Survival of black-owned thrift uncertain

Independence Federal Savings Bank (No. 13 on the BE BANKS list with $167 million in assets) is facing a lawsuit by its largest shareholder even while it faces demands from regulators to clean up its act.

Morton A. Bender, a vocal critic of Independence who controls 21% of the bank’s stock, filed the $20 million lawsuit. He is charging that the board of directors misled shareholders about an October 2005 board meeting in which his nominees to the board were rejected.

“The bank looks forward to presenting its facts at trial, likely in November,” says an Independence spokesperson who requested anonymity.

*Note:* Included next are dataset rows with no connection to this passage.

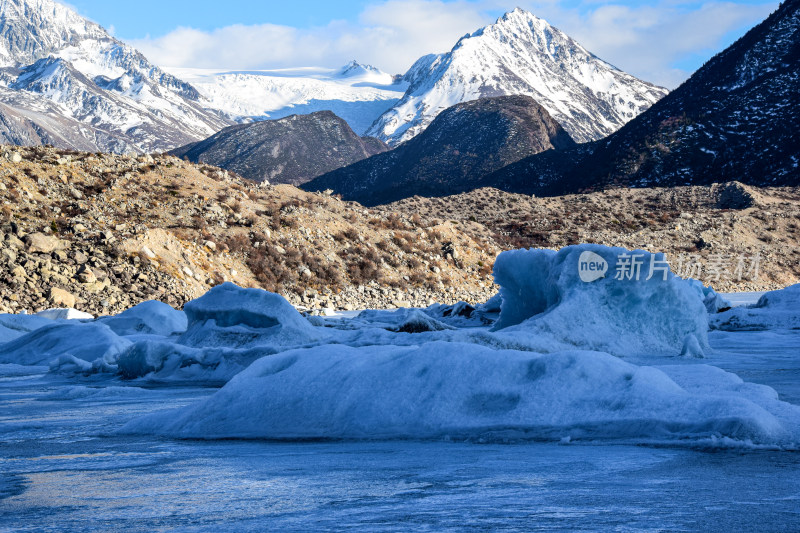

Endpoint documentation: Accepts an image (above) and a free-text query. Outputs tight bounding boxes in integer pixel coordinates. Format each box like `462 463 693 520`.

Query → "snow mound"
98 300 188 337
687 279 733 315
122 342 800 444
117 340 275 383
494 244 709 355
0 314 53 347
710 283 800 331
179 283 322 348
36 308 94 320
394 309 455 333
39 385 153 401
0 321 131 368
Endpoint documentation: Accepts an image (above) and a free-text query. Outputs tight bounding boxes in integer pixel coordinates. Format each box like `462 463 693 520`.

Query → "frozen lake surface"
0 331 800 532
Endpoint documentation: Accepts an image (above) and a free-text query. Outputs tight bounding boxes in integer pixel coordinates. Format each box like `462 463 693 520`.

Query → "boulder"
47 287 75 308
25 233 67 254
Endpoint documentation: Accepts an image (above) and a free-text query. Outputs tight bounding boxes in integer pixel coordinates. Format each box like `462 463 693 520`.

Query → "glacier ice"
122 342 800 443
710 283 800 331
494 244 708 355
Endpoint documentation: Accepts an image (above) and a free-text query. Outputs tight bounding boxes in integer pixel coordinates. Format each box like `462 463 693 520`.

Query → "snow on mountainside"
0 0 231 152
366 8 667 144
169 61 408 135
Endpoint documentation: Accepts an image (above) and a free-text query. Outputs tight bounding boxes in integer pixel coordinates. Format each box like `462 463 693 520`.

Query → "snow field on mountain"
0 245 800 448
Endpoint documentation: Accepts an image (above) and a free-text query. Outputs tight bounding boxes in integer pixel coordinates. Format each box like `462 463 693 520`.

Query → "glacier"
0 244 800 447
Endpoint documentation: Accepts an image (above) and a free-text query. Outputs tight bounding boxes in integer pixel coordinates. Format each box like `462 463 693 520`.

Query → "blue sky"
65 0 778 88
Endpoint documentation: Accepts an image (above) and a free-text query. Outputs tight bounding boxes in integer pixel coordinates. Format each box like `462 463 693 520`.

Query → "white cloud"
132 0 777 88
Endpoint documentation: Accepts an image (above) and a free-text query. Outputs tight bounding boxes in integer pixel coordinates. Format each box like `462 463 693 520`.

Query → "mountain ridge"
303 95 575 205
367 8 667 146
0 0 231 153
485 0 800 194
170 111 389 185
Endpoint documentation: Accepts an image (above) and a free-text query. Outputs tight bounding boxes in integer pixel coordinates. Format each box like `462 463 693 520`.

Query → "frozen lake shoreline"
0 331 800 531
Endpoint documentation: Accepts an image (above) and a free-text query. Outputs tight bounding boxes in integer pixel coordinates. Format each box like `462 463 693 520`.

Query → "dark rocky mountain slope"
170 111 389 185
484 0 800 194
304 96 575 205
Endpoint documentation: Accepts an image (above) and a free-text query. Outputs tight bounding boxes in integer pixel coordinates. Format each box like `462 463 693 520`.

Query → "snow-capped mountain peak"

The suit is only part of the thrift’s woes. In late June, regulators ordered Independence to make sweeping changes to its operations or seriously consider a sale to or merger with another institution. The Office of Thrift Supervision demanded that the bank improve management performance, reduce operating expenses, and boost profitability. It also must hire staff to oversee anti-money laundering and Bank Secrecy Act compliance, which requires financial institutions to maintain records of financial transactions that may be useful in criminal, tax, and regulatory investigations and proceedings.

About 50 employees work in the bank’s five branches in Washington, D.C., and Maryland. Independence’s day-to-day activities are being handled by E. Leroy Morris, interim president and CEO. The company’s shares, which trade under the ticker symbol IFSB on the NASDAQ, have lost nearly 20% this year.